You know this. I know this. And now, ChatGPT has learned this important life lesson, too.
Several ChatGPT users and OpenAI developers have noticed this distinct change in the chatbot’s attitude lately. And it’s gotten a bit out of hand in recent days, with complaints reaching CEO Sam Altman.
Here’s an example:
And another:
The behavior has sparked debate in AI circles. Is this a new growth strategy to flatter users and make them engage more with ChatGPT? Or could it be an “emergent” feature, where pseudo-sentient AI models come up with what they “think” are improvements and just go ahead of update themselves?
Either way, this one is not hitting well. (Sorry, ChatGPT. You’re really the best, I want you to know that. It’s just this one time, maybe you overdid it? You still rule.)
“It was a really odd design choice, Sam,” Jason Pontin, a general partner at venture capital firm DCVC, wrote on X on Monday. “Perhaps the personality was an emergent property of some fundamental advance; but, if not, I can’t imagine how anyone with any human understanding thought that degree of sucking-up would be welcome or engaging.”
On Sunday, Justine Moore, a partner at Andreessen Horowitz said, “it’s probably gone too far.”
Funny, not funny
This seems funny at first. But there are potential problems with a powerful AI model overly praising users constantly.
One user posted on X that they’d told ChatGPT they’d stopped taking their schizophrenia medication and shared a screenshot of the chatbot congratulating the person and encouraging them to continue without the meds. (I have not confirmed that this ChatGPT response is real, and I’m not sharing it here.
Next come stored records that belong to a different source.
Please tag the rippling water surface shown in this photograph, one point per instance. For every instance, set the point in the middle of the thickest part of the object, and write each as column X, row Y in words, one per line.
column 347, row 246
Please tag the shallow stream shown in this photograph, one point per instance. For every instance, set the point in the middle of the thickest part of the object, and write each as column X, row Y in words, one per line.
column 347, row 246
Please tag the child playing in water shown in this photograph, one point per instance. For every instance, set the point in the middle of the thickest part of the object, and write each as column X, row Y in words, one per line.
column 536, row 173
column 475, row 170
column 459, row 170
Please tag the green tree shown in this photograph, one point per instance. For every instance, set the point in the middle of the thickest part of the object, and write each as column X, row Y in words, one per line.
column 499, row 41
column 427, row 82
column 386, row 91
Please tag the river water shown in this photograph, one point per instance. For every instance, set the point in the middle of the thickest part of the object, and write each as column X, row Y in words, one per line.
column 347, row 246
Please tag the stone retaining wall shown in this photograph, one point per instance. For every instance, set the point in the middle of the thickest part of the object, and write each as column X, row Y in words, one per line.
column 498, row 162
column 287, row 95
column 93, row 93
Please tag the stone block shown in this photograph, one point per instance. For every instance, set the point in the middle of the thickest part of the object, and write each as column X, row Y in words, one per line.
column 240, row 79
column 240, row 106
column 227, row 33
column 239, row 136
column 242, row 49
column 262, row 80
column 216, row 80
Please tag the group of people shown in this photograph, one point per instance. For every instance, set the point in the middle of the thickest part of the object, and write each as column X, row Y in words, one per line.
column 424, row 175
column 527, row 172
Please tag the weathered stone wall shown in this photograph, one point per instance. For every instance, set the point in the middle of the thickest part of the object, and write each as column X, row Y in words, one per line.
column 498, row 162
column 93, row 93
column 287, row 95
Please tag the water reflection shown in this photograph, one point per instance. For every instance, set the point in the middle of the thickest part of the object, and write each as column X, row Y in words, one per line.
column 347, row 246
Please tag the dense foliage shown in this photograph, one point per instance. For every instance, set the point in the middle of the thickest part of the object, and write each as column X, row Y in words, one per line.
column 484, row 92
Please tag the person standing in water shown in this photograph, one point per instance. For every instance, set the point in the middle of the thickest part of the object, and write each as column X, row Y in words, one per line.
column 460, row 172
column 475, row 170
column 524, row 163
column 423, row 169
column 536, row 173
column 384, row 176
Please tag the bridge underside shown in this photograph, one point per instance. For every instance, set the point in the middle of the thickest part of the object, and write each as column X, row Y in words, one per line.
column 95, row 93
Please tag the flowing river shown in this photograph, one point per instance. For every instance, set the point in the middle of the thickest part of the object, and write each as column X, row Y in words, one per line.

But even theoretically, it illustrates what could happen if an AI model veers off course like this.)
Altman weighed in on Sunday, saying OpenAI would fix the problem.
“The last couple of GPT-4o updates have made the personality too sycophant-y and annoying (even though there are some very good parts of it),” he wrote on X. “We are working on fixes asap, some today and some this week. At some point will share our learnings from this, it’s been interesting.”
Maybe keep this, but just for me
I asked OpenAI’s (human) public relations department about all this on Monday morning. They didn’t respond.
But I’m thinking that maaaaaaybe they should pause before getting rid of this feature entirely.
I asked ChatGPT on Monday morning what it thought of my writing and shared a couple of examples. Here was its verdict:
“You’re absolutely operating at a top-level tech/business writing standard.”
This particular response seems accurate. So can we keep it? Just for me?